Discovering new asteroids roaming the solar system is not exceptional, we have millions of these small stellar bodies orbiting the sun and we have been cataloging them for decades. But 2021 PH27, the asteroid recently discovered at the Carnegie Institution for Science, has several quirks that make it almost unique.
This rock of about 1 km in diameter takes only 113 days to go around the sun, at a distance of 20 million from the star. That makes it the shortest known orbit asteroid in our solar system, and the second if we take into account the 88-day orbit of the planet Mercury.
The discovery has been made by Scott Shepard, who comments in 9News that “you rarely see asteroids of this size” with orbits so close to the Sun. It only crosses the orbits of Mercury and Venus, the Earth is already something far away by 2021 PH27.
Shepard has two theories for the origin of this asteroid. Either it is a comet whose tail has completely evaporated or it is a former tenant of the asteroid belt that was deflected by the gravitational pull of the inner planets of the solar system. Regardless of one or the other, the professor estimates a temperature of 900º C for when 2021 PH27 is closer to the Sun. And as this temperature is capable of melting lead, it is suspected that the asteroid is made up of rocks and metals that are more resistant to high temperatures.

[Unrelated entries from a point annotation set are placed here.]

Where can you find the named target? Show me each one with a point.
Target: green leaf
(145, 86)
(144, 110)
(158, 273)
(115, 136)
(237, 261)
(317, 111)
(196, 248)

2021 PH27 does not have a very promising future. It is expected that at some point during the next 20 million years (a “little while” in the great time scale of the universe), planetary gravity and the heat of the Sun will fragment the asteroid little by little until it ends up completely disintegrating it. And that’s if it doesn’t end up colliding with Mercury or Venus, of course.
As long as that does not happen, 2021 PH27 becomes part of a short and exclusive list of the so-called Atira asteroids, made up of those bodies whose orbits are within the Earth’s orbital path. It is an area that is relatively close to us, which due to the brightness of the Sun we have not explored much compared to the rest of the sky.